1 white onion, rough chop

4-5 ripe tomatoes, rough chop

4-5 ginger slices

5 garlic cloves, rough chop, optional

3 green onions, rough chop

1.5 pound beef shank, chopped into large pieces

1/2 c rice wine

1/2 c broad bean paste

1/3 c soy sauce

pot of boiling water

Have all the vegetables and beef chopped and ready to go. In a large heavy bottomed pan, lightly coat with oil. Wait for it to get hot, then add the meat and sear the sides of each chunk. Once the majority has been seared, add the veggies. Allow the tomatoes to blister and juices to come out. Continue to sauté until the tomatoes begin to break down and its juice begins to coat the bottom of the pan, about 10 minutes on high heat. Turn the heat down to a medium, allow it to simmer for about two minutes, then add the rice wine, bean paste, and soy sauce. Turn the heat back to high and bring it to a boil. Add the boiling water into the pan to just cover, and bring it back to another boil.

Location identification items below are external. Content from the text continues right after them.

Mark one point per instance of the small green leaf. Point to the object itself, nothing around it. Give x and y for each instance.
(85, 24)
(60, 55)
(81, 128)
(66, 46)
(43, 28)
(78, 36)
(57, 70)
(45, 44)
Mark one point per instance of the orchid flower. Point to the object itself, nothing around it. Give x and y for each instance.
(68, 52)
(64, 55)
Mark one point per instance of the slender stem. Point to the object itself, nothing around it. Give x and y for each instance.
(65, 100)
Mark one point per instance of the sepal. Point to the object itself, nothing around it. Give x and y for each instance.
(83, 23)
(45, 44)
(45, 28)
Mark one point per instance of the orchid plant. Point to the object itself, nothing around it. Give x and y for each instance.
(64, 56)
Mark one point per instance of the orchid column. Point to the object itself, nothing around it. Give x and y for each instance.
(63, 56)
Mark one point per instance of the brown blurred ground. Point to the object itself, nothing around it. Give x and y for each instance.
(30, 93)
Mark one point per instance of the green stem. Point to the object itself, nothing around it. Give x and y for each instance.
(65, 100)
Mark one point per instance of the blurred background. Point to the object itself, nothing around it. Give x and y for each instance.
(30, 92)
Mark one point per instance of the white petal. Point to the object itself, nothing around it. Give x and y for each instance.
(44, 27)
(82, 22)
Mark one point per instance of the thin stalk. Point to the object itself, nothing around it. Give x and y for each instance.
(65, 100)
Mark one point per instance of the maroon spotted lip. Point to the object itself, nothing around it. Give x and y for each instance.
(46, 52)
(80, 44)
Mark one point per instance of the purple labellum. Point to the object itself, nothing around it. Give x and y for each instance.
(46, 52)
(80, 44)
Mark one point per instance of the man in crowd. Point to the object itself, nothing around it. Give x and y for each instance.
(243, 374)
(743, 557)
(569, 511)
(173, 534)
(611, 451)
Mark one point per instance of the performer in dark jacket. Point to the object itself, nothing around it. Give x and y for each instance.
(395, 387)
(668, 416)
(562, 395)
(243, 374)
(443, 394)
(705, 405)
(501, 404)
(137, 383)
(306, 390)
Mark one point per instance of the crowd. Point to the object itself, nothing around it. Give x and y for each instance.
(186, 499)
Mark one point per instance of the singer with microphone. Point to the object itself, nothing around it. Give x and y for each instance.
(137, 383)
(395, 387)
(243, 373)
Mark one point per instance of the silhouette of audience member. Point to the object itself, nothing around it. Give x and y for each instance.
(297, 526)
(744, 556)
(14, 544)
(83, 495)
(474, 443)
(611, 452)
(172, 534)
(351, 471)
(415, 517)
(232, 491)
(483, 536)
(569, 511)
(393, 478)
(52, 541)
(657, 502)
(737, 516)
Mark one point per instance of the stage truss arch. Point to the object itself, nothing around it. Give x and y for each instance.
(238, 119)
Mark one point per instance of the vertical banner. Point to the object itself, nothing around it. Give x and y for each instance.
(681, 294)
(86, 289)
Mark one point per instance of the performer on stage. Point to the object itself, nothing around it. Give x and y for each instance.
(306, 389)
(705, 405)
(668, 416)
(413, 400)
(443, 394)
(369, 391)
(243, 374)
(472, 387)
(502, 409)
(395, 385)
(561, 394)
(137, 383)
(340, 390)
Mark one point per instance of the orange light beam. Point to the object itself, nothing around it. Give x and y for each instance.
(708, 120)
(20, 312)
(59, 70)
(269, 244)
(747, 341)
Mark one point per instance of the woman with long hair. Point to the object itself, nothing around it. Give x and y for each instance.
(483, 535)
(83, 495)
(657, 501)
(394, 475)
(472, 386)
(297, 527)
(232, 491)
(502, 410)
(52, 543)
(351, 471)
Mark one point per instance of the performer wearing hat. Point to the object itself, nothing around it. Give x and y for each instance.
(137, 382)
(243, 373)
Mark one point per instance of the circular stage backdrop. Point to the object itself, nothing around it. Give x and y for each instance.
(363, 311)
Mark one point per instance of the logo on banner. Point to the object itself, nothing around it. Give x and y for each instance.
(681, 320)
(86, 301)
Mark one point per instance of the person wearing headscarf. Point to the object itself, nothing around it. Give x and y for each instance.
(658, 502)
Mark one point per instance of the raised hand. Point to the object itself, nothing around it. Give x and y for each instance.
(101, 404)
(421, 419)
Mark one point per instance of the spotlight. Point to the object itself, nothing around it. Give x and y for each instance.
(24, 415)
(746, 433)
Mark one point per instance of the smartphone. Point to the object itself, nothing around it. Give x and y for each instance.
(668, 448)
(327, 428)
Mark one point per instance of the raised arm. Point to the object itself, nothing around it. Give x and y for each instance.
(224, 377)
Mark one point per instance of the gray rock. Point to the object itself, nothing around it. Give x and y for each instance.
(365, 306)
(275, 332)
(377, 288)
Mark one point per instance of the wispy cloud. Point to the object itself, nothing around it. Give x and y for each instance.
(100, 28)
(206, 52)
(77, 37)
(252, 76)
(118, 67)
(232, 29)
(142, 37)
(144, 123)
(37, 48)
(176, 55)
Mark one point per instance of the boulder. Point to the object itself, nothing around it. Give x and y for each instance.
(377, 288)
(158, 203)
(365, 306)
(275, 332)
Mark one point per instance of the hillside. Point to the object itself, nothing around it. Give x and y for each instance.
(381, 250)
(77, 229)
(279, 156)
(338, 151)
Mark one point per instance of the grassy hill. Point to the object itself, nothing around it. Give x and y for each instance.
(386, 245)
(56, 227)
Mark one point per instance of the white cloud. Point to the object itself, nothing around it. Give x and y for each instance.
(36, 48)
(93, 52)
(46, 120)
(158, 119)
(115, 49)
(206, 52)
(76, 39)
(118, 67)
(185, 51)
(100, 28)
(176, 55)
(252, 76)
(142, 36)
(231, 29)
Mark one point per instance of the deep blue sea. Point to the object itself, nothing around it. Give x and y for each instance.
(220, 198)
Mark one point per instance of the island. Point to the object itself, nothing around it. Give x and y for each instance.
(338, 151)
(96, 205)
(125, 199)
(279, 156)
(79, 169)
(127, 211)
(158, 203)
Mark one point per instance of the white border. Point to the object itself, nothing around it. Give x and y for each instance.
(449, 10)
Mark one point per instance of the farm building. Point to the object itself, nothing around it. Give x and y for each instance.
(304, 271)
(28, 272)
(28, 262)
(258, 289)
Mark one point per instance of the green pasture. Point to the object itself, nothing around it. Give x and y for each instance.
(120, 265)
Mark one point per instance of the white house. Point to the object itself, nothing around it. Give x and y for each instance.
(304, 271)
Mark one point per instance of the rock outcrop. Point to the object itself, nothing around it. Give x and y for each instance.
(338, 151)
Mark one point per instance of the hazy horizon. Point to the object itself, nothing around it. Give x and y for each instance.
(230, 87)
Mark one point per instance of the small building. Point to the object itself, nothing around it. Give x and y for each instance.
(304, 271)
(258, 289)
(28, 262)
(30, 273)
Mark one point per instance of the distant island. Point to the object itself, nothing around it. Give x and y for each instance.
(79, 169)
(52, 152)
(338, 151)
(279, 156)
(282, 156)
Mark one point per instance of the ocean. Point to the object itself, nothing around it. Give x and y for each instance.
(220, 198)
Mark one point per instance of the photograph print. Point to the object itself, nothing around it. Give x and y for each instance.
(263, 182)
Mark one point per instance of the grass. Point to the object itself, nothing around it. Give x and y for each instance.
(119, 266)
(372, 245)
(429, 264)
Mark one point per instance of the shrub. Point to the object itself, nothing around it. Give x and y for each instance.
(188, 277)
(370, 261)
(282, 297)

Transfer everything into a tin fitted for a steamer. You need enough soup to cover the meat, so if you need more, pour more boiling water into the original pan to deglaze, bring it to a boil, then pour it into the tin. Don’t worry about adding too much water as more flavor will continue to stew. Add 3 cups into the steamer, add the tin of soup in, and cook until it says it is ready. Add 3 more cups into the steamer and cook once more and the soup is ready.

If you want the meat extra soft and tender, proceed to pour the broth and all its contents into a high pressure cooker and cook for 35 more minutes. As this is going, prepare the noodles, baby bok choy, scallions, cilantro, pickled mustard, anything you wish! Once the broth is ready, pick out the meat and broth to serve. It is usual for the broth to be very thick and concentrated, so add hot water to even it out, and enjoy!